Let's assume that $f:[a,b]\to\mathbb{R}$ is bounded, i.e. $\Vert f\Vert_{\infty}\leq M$ and that is has countable infinitely many points where it is discontinuous.
Show that $f$ is Riemann-integrable by using upper- and lower Riemann sums.
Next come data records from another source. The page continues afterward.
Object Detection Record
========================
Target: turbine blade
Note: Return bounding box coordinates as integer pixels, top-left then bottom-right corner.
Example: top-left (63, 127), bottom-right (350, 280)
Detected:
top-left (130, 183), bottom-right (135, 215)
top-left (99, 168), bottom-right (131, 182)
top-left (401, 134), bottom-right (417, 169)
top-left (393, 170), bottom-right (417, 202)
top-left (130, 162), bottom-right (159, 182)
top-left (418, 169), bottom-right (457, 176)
(Hint: think of a clever partition)
My approach:
We know that the tail of $\sum\limits_{k=1}^{\infty}\frac{1}{2^k}$ gets arbitrarily small. So we choose $n_0\in\mathbb{N}$ such that $\sum\limits_{k=n_0}^{\infty}\frac{1}{2^k}<\frac{\epsilon}{2M}$. Next, we define two sets: one covers all discontinuities $d_k$ with open intervals $$ D:=\bigcup\limits_{k=1}^{\infty}\left(d_k-\frac{1}{2^{n_0+k+1}},~d_k+\frac{1}{2^{n_0+k+1}}\right) $$ and the other $$ C:=\{x\in[a,b]\mid f\text{ is continuous at } x\}. $$ It's obvious that $C$ and $D$ are open and $[a,b]\subseteq\left(C\cup D\right)$ (Note that $C\neq \emptyset$). As $[a,b]$ is a compact set in $\mathbb{R}$ there exists a finite cover of $[a,b]$ which attains the form of $$C\cup \bigcup\limits_{k=1}^{n}\left(d_k-\frac{1}{2^{n_0+k+1}},~d_k+\frac{1}{2^{n_0+k+1}}\right).$$
Now we take all end points $d_k-\frac{1}{2^{n_0+k+1}}$ and $d_k+\frac{1}{2^{n_0+k+1}}$ of those $n$-many open itervals, denote them by $t'_j$ and use them as labels for a partition $P$ of $[a,b]$. If some of the intervals $\left(d_k-\frac{1}{2^{n_0+k+1}},~d_k+\frac{1}{2^{n_0+k+1}}\right)$ intersect each other we simply omit one point. So we get $P=(a,t'_1,t'_2,\cdots,t'_n,b)$.
Now consider an interval $[t'_{j-1},t'_j]$ of $P$. If $t'_{j-1}$ is a start point or $t'_j$ is an end point of any interval of $\bigcup\limits_{k=1}^{n}\left(d_k-\frac{1}{2^{n_0+k+1}},~d_k+\frac{1}{2^{n_0+k+1}}\right)$ then $f$ is not continuous on $[t'_{j-1},t'_j]$. Otherwise it is because $[t'_{j-1},t'_j]$ doesn't contain any discontinuity. Moreover, in this case $f$ would be uniformly continuous on $[t'_{j-1},t'_j]$ which means that $f$ would be uniformly continuous on finitely many intervals $[t'_{j-1},t'_j]$.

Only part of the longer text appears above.